After the smallpox had ceased, more Mexican laborers were sent for, and work on the fort was resumed. Not long before his death, Kit Carson stated that at one time more than a hundred and fifty Mexicans were at work on the construction of the post.

Accounts of the dimensions of the fort differ, but on certain points all agree: that it was of adobes, set square with the points of the compass, and on the north bank of the Arkansas River. Garrard says that the post was a hundred feet square and the walls thirty feet in height. Another account says that the walls ran a hundred and fifty feet east and west and a hundred feet north and south, and that they were seventeen feet high.

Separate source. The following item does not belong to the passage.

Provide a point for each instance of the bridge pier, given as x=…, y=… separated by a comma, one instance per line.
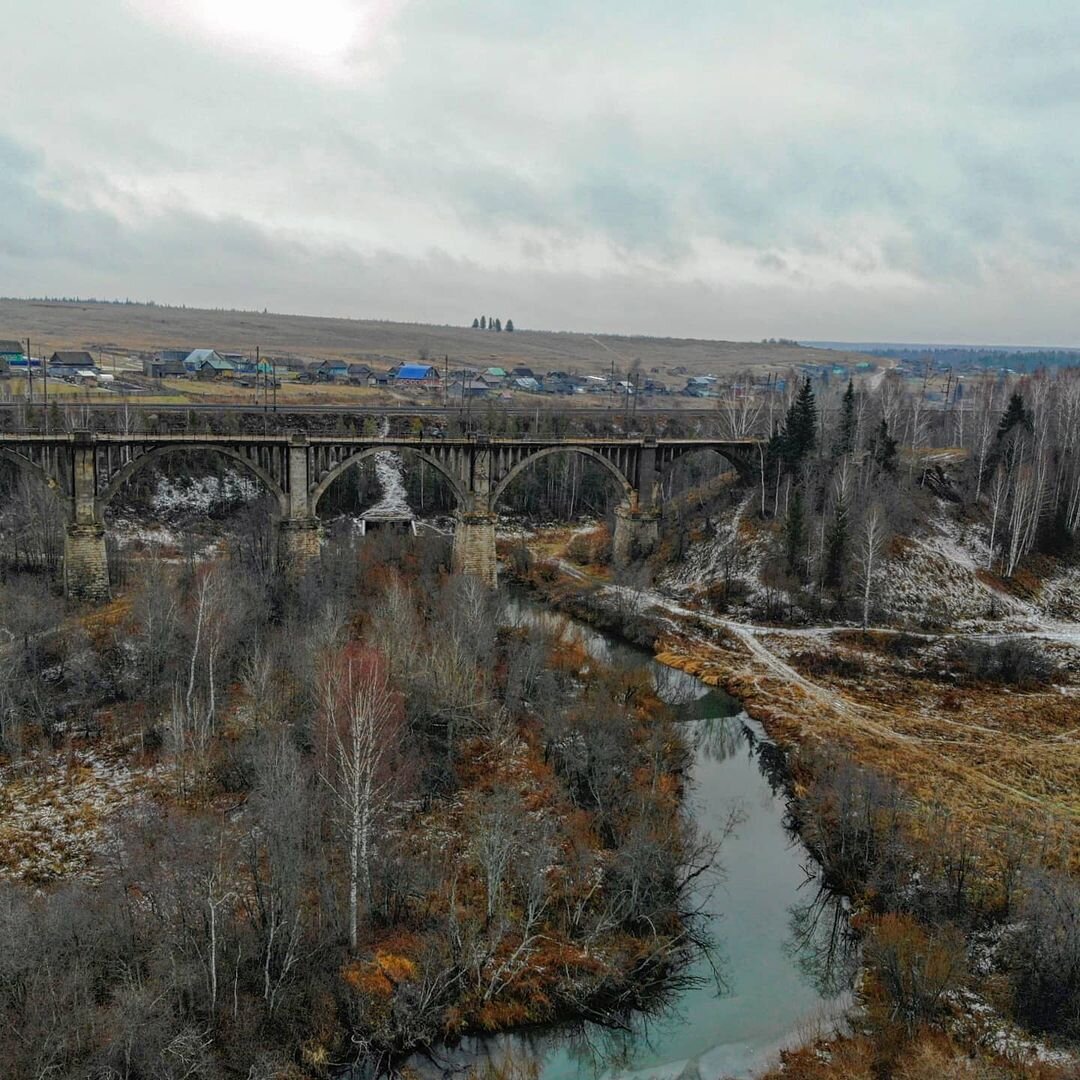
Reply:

J. T. Hughes, however, in his Doniphan’s Expedition, printed in Cincinnati in 1848, says:

“Fort Bent is situated on the north bank of the Arkansas, 650 miles west of Fort Leavenworth, in latitude 38° 2´ north, and longitude 103° 3´ west from Greenwich. The exterior walls of this fort, whose figure is that of an oblong square, are fifteen feet high and four feet thick. It is 180 feet long and 135 feet wide and is divided into various compartments, the whole built of adobes or sun-dried bricks.”

At the southwest and northeast corners of these walls were bastions, or round towers, thirty feet in height and ten feet in diameter inside, with loopholes for muskets and openings for cannon. Garrard speaks of the bastions as hexagonal in form.

Around the walls in the second stories of the bastions hung sabres and great heavy lances with long, sharp blades. These were intended for use in case an attempt were made to take the fort by means of ladders put up against the wall. Besides these cutting and piercing implements, the walls were hung with flint-lock muskets and pistols.

In the east wall of the fort was a wide gateway formed by two immense swinging doors made of heavy planks. These doors were studded with heavy nails and plated with sheet-iron, so that they could never be burned by the Indians. The same was true of the gateway which entered the corral, to be described later.